Connecticut Appellate Court
100 Conn. App. 436, 918 A.2d 944 (2007))
April 10, 2007
In this juvenile delinquency appeal, the petitioner, a 13 year old boy, claimed that his constitutional rights were violated when the court appointed a guardian ad litem against the express wishes of himself and his father. The youth also claimed that the trial court erred when it failed to properly instruct the guardian ad litem as to her duties in the case. Because these claims had not been raised at trial, the appellant sought to have the claims reviewed under the Golding standard.

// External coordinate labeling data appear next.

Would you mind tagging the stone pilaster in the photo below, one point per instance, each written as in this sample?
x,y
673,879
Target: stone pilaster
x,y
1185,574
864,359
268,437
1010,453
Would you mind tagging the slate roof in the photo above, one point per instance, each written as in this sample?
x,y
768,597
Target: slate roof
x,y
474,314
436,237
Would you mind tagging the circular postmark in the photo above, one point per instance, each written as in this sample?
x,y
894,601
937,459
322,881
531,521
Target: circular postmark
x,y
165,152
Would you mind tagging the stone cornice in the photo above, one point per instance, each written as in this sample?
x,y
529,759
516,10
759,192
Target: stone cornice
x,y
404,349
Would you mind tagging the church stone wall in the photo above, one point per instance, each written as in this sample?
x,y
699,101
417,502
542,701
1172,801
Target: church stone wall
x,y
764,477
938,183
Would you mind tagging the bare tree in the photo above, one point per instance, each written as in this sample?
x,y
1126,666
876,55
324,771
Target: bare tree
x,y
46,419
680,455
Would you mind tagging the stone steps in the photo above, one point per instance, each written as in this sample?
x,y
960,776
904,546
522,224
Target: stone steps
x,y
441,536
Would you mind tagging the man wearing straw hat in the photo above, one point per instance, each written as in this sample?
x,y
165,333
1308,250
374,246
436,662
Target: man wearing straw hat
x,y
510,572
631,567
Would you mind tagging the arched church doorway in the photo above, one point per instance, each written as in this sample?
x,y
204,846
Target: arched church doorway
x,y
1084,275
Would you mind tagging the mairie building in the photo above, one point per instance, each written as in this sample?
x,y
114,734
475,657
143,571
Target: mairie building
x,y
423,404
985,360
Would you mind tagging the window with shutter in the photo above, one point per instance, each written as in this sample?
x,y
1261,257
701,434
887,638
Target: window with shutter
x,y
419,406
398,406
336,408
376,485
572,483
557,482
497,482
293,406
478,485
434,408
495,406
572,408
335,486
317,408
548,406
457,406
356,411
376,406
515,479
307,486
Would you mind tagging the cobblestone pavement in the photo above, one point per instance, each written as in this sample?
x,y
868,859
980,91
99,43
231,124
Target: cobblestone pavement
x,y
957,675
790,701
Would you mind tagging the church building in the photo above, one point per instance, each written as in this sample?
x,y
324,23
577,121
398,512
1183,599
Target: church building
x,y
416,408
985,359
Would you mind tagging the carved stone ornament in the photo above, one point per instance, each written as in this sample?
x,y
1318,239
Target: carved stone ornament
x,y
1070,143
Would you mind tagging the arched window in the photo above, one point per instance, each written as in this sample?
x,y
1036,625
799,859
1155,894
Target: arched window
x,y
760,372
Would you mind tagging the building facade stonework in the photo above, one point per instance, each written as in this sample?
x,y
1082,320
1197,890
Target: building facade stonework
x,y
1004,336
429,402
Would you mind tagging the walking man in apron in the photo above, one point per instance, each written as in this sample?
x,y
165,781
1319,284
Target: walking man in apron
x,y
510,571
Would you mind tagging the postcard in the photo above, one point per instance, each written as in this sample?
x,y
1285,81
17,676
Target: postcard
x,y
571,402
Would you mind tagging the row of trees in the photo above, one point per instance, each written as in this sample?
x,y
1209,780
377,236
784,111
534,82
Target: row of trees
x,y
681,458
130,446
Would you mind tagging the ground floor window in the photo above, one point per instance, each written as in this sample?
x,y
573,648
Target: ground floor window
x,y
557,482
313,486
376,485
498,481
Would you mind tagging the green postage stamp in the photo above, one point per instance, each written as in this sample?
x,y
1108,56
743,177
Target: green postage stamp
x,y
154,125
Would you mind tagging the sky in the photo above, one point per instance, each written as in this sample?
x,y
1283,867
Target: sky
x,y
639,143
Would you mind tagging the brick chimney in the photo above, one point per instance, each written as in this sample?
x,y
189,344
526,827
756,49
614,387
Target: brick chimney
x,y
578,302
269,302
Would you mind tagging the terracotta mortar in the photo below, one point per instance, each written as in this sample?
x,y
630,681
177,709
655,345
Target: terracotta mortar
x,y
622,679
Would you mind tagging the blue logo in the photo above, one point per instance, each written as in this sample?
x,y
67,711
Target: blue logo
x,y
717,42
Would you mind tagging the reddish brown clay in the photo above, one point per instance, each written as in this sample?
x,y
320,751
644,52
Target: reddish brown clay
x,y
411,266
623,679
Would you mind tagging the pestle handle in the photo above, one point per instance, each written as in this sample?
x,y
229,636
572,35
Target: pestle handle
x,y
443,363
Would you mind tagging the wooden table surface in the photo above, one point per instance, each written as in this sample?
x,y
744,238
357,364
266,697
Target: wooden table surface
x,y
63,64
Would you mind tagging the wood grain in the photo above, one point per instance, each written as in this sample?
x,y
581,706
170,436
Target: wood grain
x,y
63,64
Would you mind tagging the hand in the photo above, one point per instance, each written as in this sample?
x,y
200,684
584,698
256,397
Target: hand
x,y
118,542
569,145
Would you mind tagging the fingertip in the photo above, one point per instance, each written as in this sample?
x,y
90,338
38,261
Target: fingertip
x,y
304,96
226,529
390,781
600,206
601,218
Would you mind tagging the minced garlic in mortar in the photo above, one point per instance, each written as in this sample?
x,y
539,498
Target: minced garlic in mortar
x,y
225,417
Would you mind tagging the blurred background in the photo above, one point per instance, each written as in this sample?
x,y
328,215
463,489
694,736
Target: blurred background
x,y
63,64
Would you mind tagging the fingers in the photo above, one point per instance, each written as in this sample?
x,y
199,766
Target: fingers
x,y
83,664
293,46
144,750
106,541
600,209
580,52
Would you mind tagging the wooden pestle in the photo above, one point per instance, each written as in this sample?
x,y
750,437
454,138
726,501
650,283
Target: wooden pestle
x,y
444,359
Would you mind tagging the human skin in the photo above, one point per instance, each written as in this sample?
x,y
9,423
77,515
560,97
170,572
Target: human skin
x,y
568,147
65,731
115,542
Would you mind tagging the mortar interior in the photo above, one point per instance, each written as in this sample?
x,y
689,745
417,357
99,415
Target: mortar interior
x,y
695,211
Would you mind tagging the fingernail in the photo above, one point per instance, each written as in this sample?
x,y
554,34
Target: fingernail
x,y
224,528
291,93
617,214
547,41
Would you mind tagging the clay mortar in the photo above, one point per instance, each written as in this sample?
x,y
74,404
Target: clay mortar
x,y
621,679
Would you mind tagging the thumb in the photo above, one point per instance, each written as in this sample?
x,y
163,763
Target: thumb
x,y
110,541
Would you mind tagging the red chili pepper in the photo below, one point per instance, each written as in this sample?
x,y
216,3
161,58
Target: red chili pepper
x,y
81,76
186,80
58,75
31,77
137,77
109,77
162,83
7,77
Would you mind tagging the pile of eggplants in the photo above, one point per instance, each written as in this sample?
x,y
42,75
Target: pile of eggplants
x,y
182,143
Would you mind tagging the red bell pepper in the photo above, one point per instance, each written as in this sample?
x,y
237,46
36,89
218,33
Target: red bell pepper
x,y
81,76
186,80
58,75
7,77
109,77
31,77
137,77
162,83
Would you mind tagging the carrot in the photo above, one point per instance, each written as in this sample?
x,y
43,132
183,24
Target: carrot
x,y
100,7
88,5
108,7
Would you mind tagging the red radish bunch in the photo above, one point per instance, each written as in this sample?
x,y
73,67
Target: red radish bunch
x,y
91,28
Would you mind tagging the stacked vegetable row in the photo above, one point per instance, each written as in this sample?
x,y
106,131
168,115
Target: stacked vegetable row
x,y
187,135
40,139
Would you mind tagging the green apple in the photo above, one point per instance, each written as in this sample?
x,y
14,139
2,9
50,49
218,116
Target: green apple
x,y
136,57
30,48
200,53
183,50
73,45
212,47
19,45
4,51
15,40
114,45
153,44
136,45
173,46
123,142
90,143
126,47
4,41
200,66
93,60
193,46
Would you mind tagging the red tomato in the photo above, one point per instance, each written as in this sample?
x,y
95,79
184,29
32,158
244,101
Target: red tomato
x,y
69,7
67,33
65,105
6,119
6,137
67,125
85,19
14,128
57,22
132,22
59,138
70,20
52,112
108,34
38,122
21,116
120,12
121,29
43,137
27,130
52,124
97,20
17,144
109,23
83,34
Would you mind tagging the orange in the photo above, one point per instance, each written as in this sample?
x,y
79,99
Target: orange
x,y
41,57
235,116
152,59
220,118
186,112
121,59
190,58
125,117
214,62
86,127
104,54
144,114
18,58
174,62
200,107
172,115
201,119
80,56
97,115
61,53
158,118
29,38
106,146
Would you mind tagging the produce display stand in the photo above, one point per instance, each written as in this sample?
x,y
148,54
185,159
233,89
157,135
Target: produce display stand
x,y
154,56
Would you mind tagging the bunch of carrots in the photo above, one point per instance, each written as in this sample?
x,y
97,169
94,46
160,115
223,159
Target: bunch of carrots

Accordingly, as a threshold matter the appellate court needed to determine whether the claims were of a “constitutional magnitude.” The appellate court rejected the youth’s argument that the appointment of a guardian ad litem violated his constitutional rights because although his father enjoys a constitutional right to act as a parent, the youth failed to cite any case law holding that the child has a constitutional right in having his parent act as his guardian in delinquency proceedings, and the child did not have standing to raise the constitutional rights of his father on appeal. Accordingly, the court declined to review this claim on the merits.
The court also rejected the argument that the guardian ad litem was not instructed as to her role, as required by Tayquon H., 76 Conn. App. 693 (2003), because the appointment form sufficiently spells out the duties and obligations of the guardian ad litem.